With all the hype now focused on Omni-Channel what’s happened to the last key development in Retail Systems? Real Time Data!
It wasn’t and still isn’t unheard of for systems to batch data updates both to and from central and other key systems , Price Changes, Promotions, Inventory Levels, Sales Activity.
But then the holy grail of Real Time Data came along, know what’s going on in your stores, spot slow selling lines early and have impromptu sales / price reductions, see spikes in consumer demands as the rain or sun strikes in certain areas BUT wait this is all great in theory, practice however is a very different thing.
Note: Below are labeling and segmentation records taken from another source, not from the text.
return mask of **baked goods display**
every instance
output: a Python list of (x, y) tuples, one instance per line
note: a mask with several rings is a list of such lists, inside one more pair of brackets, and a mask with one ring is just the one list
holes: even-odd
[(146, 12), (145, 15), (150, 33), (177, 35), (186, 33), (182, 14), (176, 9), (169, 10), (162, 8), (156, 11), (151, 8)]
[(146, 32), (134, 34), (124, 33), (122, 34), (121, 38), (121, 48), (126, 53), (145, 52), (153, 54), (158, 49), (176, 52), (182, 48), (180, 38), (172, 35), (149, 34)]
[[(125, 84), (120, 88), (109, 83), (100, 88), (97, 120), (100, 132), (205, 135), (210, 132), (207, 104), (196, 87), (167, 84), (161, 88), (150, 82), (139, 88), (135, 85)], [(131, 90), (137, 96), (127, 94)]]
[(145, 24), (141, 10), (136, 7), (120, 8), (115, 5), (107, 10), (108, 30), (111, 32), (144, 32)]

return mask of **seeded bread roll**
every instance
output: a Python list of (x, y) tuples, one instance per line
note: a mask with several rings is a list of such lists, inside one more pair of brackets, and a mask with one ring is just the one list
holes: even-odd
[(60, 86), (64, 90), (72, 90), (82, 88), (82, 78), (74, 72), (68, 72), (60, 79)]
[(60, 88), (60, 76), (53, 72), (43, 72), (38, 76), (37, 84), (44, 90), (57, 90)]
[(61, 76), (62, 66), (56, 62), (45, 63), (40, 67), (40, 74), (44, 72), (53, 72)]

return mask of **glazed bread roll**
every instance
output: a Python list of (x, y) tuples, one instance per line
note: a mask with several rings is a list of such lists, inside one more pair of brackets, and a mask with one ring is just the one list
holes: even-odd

How many retailers actually sit there and monitor sales of umbrellas to know its raining in that area? one of many weather forecasting apps could have told you that 3 days earlier and you could have actually shipped the stock to the store and advised the staff to put them at the front of the store that very morning instead of waiting for it to start raining.
So much goes in behind the scenes to create a promotion, labels, signs, moving stock so its logically close to the other items in the promotion. Why would you reduce a range by 10% at 3 o’clock on a Friday after coming back from lunch to see that your behind in your targets, without designing someway to actually tell the customer be that by email and or in store advertising, likely you are then including at least 2 or 3 other departments, don’t forget this is 3 o’clock on Friday, they want to go home and not get stuck pulling together your latest promotion.
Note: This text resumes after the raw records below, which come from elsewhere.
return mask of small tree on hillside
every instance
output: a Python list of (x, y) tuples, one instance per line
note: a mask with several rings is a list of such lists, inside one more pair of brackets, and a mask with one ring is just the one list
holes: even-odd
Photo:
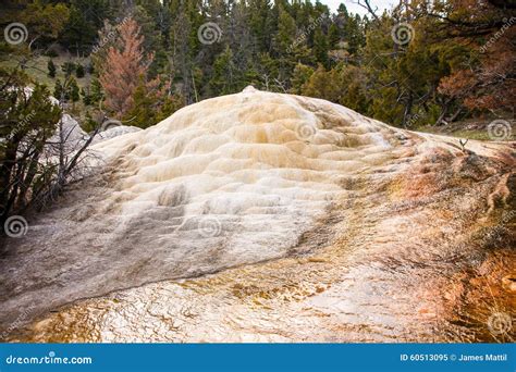
[(138, 24), (130, 18), (121, 24), (119, 32), (120, 48), (109, 48), (99, 80), (106, 92), (106, 108), (121, 119), (133, 108), (140, 78), (145, 85), (155, 85), (155, 82), (147, 80), (152, 54), (144, 55), (144, 37)]
[(56, 64), (53, 64), (52, 60), (48, 60), (47, 69), (48, 69), (48, 76), (52, 78), (56, 77)]

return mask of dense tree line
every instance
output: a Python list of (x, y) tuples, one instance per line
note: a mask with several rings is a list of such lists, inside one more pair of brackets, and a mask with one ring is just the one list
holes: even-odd
[[(110, 71), (101, 86), (106, 100), (125, 101), (125, 109), (112, 106), (115, 114), (132, 113), (140, 126), (249, 84), (321, 97), (404, 126), (514, 108), (511, 2), (410, 0), (383, 14), (369, 7), (366, 16), (349, 14), (344, 4), (332, 14), (320, 2), (300, 0), (16, 3), (33, 49), (57, 42), (91, 54), (101, 82), (105, 69), (136, 69), (131, 82)], [(148, 59), (137, 67), (134, 54), (123, 58), (127, 18), (135, 22), (137, 53)], [(398, 42), (396, 35), (406, 39)], [(159, 92), (150, 96), (164, 101), (152, 104), (149, 82), (157, 78)], [(126, 87), (125, 97), (116, 97), (116, 86)], [(145, 121), (157, 106), (164, 111)]]

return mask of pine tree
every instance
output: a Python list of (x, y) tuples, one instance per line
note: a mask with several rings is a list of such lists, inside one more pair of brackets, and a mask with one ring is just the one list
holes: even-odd
[(53, 97), (56, 97), (56, 99), (59, 99), (59, 100), (64, 98), (63, 84), (61, 83), (59, 78), (56, 80), (56, 86), (53, 87)]
[(81, 94), (75, 77), (70, 77), (70, 82), (67, 84), (67, 91), (70, 99), (72, 100), (73, 106), (75, 108), (75, 102), (78, 102), (78, 100), (81, 99)]
[(84, 77), (84, 66), (81, 63), (77, 63), (77, 67), (75, 69), (75, 76), (77, 76), (77, 78), (81, 78)]
[(48, 63), (47, 63), (47, 69), (48, 69), (48, 76), (50, 77), (56, 77), (56, 64), (53, 64), (53, 61), (52, 60), (48, 60)]
[(115, 117), (123, 117), (133, 107), (140, 76), (147, 78), (152, 55), (144, 55), (144, 37), (134, 20), (123, 23), (119, 30), (120, 48), (109, 49), (99, 80), (106, 92), (106, 107)]
[(102, 85), (100, 84), (98, 78), (94, 78), (91, 80), (89, 100), (91, 103), (98, 103), (103, 100)]

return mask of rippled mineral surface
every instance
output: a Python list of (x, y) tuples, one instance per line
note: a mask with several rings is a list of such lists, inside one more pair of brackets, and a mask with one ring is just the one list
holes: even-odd
[(7, 241), (8, 340), (514, 342), (514, 142), (246, 88), (95, 150)]

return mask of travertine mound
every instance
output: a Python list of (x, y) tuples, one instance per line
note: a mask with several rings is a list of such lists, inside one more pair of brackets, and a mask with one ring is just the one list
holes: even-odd
[[(8, 241), (0, 324), (175, 281), (79, 302), (23, 339), (431, 340), (451, 332), (460, 294), (437, 299), (455, 277), (489, 260), (488, 276), (513, 275), (514, 144), (462, 151), (249, 87), (95, 150), (98, 176)], [(500, 225), (495, 249), (475, 235)]]

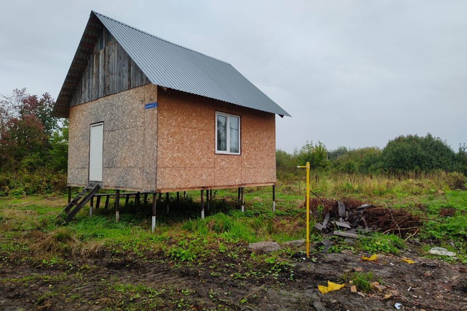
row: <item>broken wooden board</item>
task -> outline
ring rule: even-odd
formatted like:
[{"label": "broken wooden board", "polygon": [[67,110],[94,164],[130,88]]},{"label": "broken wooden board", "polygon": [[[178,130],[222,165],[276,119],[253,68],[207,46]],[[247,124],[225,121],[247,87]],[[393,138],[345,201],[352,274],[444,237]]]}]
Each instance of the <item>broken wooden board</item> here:
[{"label": "broken wooden board", "polygon": [[315,224],[315,225],[313,226],[313,227],[320,231],[322,231],[323,229],[323,225],[319,223]]},{"label": "broken wooden board", "polygon": [[363,204],[361,205],[357,208],[357,209],[362,209],[363,208],[366,208],[367,207],[370,207],[373,206],[373,204]]},{"label": "broken wooden board", "polygon": [[331,222],[333,224],[336,225],[339,227],[342,227],[343,228],[347,228],[348,229],[351,229],[352,227],[350,226],[350,224],[348,222]]},{"label": "broken wooden board", "polygon": [[327,226],[327,223],[329,221],[329,217],[330,217],[329,215],[329,212],[328,212],[326,214],[326,216],[324,216],[324,220],[323,221],[323,229]]},{"label": "broken wooden board", "polygon": [[364,238],[366,239],[371,239],[371,237],[368,237],[365,235],[361,235],[361,234],[356,234],[355,233],[350,233],[349,232],[345,231],[340,231],[337,230],[334,230],[334,233],[333,233],[334,235],[337,235],[340,237],[344,237],[345,238],[352,238],[353,239],[359,239],[360,238]]}]

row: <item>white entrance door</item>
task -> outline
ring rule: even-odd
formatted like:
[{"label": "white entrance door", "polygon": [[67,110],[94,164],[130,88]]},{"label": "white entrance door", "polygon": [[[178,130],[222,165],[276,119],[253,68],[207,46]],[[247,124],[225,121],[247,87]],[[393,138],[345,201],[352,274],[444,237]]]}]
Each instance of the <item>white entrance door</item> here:
[{"label": "white entrance door", "polygon": [[91,125],[89,141],[89,180],[102,181],[102,145],[104,141],[104,124]]}]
So Real Time Data… Do we need it? Do we use it?
The intention was to provide immediate access to data to allow decisions to be made using the latest data but is this too much, do we really need this level of data or do we really just need data up to the end of the previous day but actually pre-processed into useful formats, guaranteed to be available a when you need it and tied in with external data sources to provide the complete picture.
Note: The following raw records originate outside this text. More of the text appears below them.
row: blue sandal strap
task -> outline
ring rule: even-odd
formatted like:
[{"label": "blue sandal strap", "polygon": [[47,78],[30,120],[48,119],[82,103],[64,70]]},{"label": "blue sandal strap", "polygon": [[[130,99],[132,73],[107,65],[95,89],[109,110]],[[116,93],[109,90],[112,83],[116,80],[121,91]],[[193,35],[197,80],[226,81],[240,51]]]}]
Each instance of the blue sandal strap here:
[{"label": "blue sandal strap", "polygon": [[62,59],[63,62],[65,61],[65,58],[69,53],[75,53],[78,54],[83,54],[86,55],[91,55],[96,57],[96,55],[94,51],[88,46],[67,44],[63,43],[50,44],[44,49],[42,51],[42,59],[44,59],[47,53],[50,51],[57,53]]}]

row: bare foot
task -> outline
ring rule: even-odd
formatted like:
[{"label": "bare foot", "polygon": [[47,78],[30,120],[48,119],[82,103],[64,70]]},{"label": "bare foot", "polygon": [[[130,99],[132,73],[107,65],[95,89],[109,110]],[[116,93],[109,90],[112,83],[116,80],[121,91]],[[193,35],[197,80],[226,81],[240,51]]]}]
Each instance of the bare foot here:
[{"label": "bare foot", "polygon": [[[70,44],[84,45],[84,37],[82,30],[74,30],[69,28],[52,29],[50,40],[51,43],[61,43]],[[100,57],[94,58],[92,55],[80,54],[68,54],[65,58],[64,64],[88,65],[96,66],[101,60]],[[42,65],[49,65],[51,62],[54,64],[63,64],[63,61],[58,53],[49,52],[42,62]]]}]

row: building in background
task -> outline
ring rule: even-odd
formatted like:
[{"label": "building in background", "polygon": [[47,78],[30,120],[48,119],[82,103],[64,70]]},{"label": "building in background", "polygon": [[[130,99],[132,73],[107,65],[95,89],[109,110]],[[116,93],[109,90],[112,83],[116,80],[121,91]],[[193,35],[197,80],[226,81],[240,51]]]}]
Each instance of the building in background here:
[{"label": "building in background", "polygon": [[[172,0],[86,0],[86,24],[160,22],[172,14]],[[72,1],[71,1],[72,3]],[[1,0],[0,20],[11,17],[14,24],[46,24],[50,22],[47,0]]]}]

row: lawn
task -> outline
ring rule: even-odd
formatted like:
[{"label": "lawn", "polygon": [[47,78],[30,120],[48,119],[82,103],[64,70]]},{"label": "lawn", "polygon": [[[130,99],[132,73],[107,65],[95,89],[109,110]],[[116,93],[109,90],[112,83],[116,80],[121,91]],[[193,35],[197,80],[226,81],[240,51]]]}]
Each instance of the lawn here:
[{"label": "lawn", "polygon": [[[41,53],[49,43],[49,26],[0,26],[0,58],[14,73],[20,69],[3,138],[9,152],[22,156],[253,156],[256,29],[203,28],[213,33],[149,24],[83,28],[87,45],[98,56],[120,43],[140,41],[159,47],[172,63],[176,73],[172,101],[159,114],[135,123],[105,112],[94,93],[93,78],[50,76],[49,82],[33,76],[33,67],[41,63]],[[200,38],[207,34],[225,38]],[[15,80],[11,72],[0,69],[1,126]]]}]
Useful external data could include Weather, local events, national events (World Cup football for example), school holidays, sales / promotions from other Retailers. This kind of data enables us to use what’s available to interpret what we see in spikes / dips and understand the impact of the wider environment on all touch points. Maybe during the World Cup you need to drive people to your website because they aren’t going into stores, or during the extreme summer weather people like spending time in your nice air conditioned store dwell times might increase as people cool off but what would entice them in or to make that purchase while they are there?